Mit einer militärisch geprägten Übergangsregierung nach dem Putsch vom August 2020 steht Mali – wieder einmal – am Scheideweg. Die Hoffnungen sind groß, doch die Herausforderungen sind noch größer: Bewaffnete Konflikte im Norden und im Zentrum sowie Druck auf einen inklusiven Prozess für innenpolitische Reformen. Einfache Lösungen gibt es weder innenpolitisch noch für das internationale Engagement. Gebraucht werden: Zeit und politischer Wille.

Die „Ruecratie“ und der Militärputsch

Seit Mitte des Jahres 2020 waren viele Menschen in Bamako gegen die Regierung von Präsident Ibrahim Boubacar Keïta (genannt IBK) auf die Straße gegangen und hatten seinen Rücktritt gefordert. Mitte Juli war es nach einer der Massenkundgebungen zunächst zu Akten des „zivilen Ungehorsams“ durch die Protestierenden gekommen – in Form von gezielten Aktionen bei der Nationalversammlung, dem Flughafen und dem staatlichen Fernsehsender ORTM – und später zu gewaltsamen Auseinandersetzungen mit malischen Sicherheitskräften, bei denen mindestens elf Menschen ihr Leben verloren.

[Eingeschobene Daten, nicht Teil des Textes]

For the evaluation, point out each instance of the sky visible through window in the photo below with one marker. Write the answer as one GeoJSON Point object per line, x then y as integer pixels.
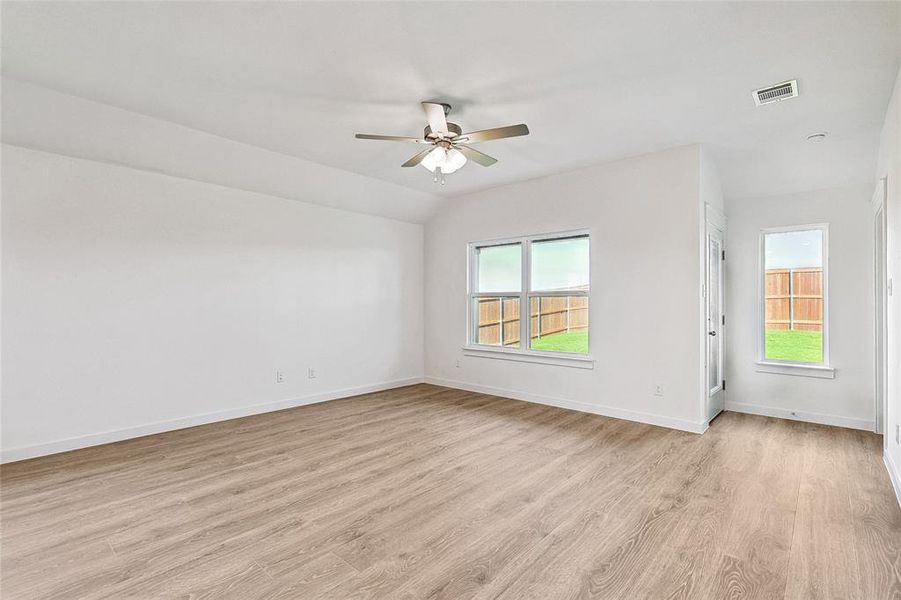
{"type": "Point", "coordinates": [794, 249]}
{"type": "Point", "coordinates": [560, 264]}
{"type": "Point", "coordinates": [500, 268]}
{"type": "Point", "coordinates": [556, 265]}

Die Demonstrationen des von Imam Mahmoud Dicko angeführten Bündnisses „Bewegung des 5. Juni – Vereinigung der patriotischen Kräfte“ (Mouvement du 5 Juin 2020 – Rassemblement des forces patriotiques, M5RFP) waren ein Ausdruck der großen Unzufriedenheit mit der Regierung und vor allem mit IBK.

Am 18. August 2020 kam es in der malischen Hauptstadt Bamako dann zu einem Militärputsch, nach 1968, 1991 und 2012 dem vierten in den 60 Jahren seit Malis Unabhängigkeit von Frankreich. Als Begründung für den Putsch führten Assimi Goïta, Kommandeur einer mit internationaler Hilfe ausgebildeten Sondereinheit, und das von ihm geführte nationale Komitee zur Rettung des Volkes (Comité national pour le salut du peuple, CNSP) die Untragbarkeit der Regierung von IBK an, brachten ihre Handlungen jedoch nie in einen direkten Zusammenhang zur zivilgesellschaftlichen Bewegung von M5RFP. Wenn es auch nicht ausgeschlossen werden kann, dass es im Vorfeld des Putsches zu Absprachen kam, so hat sich dies bisher nicht in einem gemeinsamen Vorgehen manifestiert. Seit dem Putsch ist es im Gegenteil zu deutlichen Brüchen zwischen CNSP und M5RFP gekommen.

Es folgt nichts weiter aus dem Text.